Yep, I am leaving in 101 days. Right now it seems so surreal. Some days I cannot fall asleep because my mind is going a mile a minute, trying to decide what to pack, if I should come home for Christmas, how much I am going to miss Dan, etc. For example, what shoes should I bring? This is a very important decision. Do I really need my 4 inch black velvet cut-out wedges? Will I not want them so I can look fabulous while visiting Paris, Milan, etc? What about my 3 inch gold wedges? And do I need two pairs of black knee high boots (completely different, I swear)? You know, important stuff.
I feel a little detached from the whole situation, and I think I can pinpoint it. I really have not been in contact with the family this past week, I think that missing connection has impacted my mood a little... it is difficult to put into words.

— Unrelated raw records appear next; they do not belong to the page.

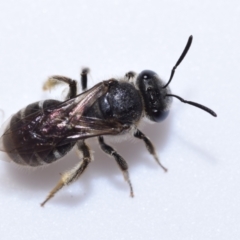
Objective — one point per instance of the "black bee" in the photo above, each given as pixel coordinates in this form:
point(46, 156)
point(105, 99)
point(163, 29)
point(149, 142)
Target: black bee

Lately I guess I have felt like I have been out of touch with the whole world. Restless. When I talked to Dan about it, he gently said "Cam, you know you feel like that about every 3 months, right?" Yeah, it is true. I just get a little restless. And I want big adventures. But this time... I am actually kind of glad I am feeling like this right now. I am trying to enjoy my small world before my big adventure, and I am so very very aware of my small world right now. I am restless but content, eager to move on, but increasingly nostalgic. Paradigm. Whatever.
Pretty much I feel a lot of things that I cannot fully grasp.
If anyone has packing advice, please send it my way. I am going to ship some things, but I am only allowed one suitcase, at about 48 lbs. Eek.